Intensive Care of Patients with Pediatric and Congenital Heart Disease
The complexity and scope of patients cared for in the pediatric cardiac intensive care unit (PCICU) has expanded considerably over the last several decades. Technologic and surgical advances have improved survival for infants and children with congenital heart disease (CHD), and infants with increasingly complex anatomy and multiple comorbidities receive surgical interventions. Improved short-term survival has also translated into an increased number of adult patients living with CHD, a cohort of patients who present challenges to both pediatric and adult cardiologists. The wide breadth of pathology and complexity in PCICUs requires a dedicated team approach to ensure a seamless transition from the cardiovascular operating suite to the intensive care unit. An approach utilizing input from pediatric cardiac surgeons, pediatric cardiologists, intensivists, cardiac anesthesiologists, adult congenital specialists and other skilled providers is necessary.

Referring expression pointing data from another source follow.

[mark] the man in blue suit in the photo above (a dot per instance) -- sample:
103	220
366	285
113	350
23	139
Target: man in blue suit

Physicians caring for perioperative patients with CHD require a sophisticated understanding of oxygen transport balance and the compensatory circulatory responses to increased oxygen consumption or decreased oxygen delivery. The principal goal is ensuring adequate tissue oxygen delivery and preventing end organ dysfunction. Physicians practicing in PCICUs have a variety of training backgrounds, most commonly a combination of training in the fields of pediatric cardiology and pediatric critical care. Although training pathways are variable, a sophisticated understanding of critical disease in patients with congenital or acquired cardiovascular disease is required to care for the complex patients in the PCICU. This includes, but is not limited to, cardiac anatomy and physiology, pediatric cardiac surgery, cardiopulmonary interactions, respiratory physiology, mechanical ventilation, renal replacement therapy, and neurologic pathology. Detailed knowledge regarding the anatomy and physiologic state of infants and children with CHD allows for preoperative planning and risk stratification, and anticipation of hemodynamic derangements in the postoperative period. When clinical manifestations are not in accordance with the expected physiology, additional investigation should occur promptly. Despite a multitude of monitoring modalities, challenges exist in the collection and visualization of the enormous quantity of patient specific data. As PCICU’s become busier, patients become more complex, and staffing models evolve, we again look to technology to provide a streamlined approach to the evaluation of these patients. The development of predictive analytic models that integrate multiple physiologic, laboratory, and other data to provide early and consistent identification of patients who are suffering from inadequate oxygen transport balance, or are nearing a clinical decompensation, is the next frontier of pediatric cardiac intensive care medicine.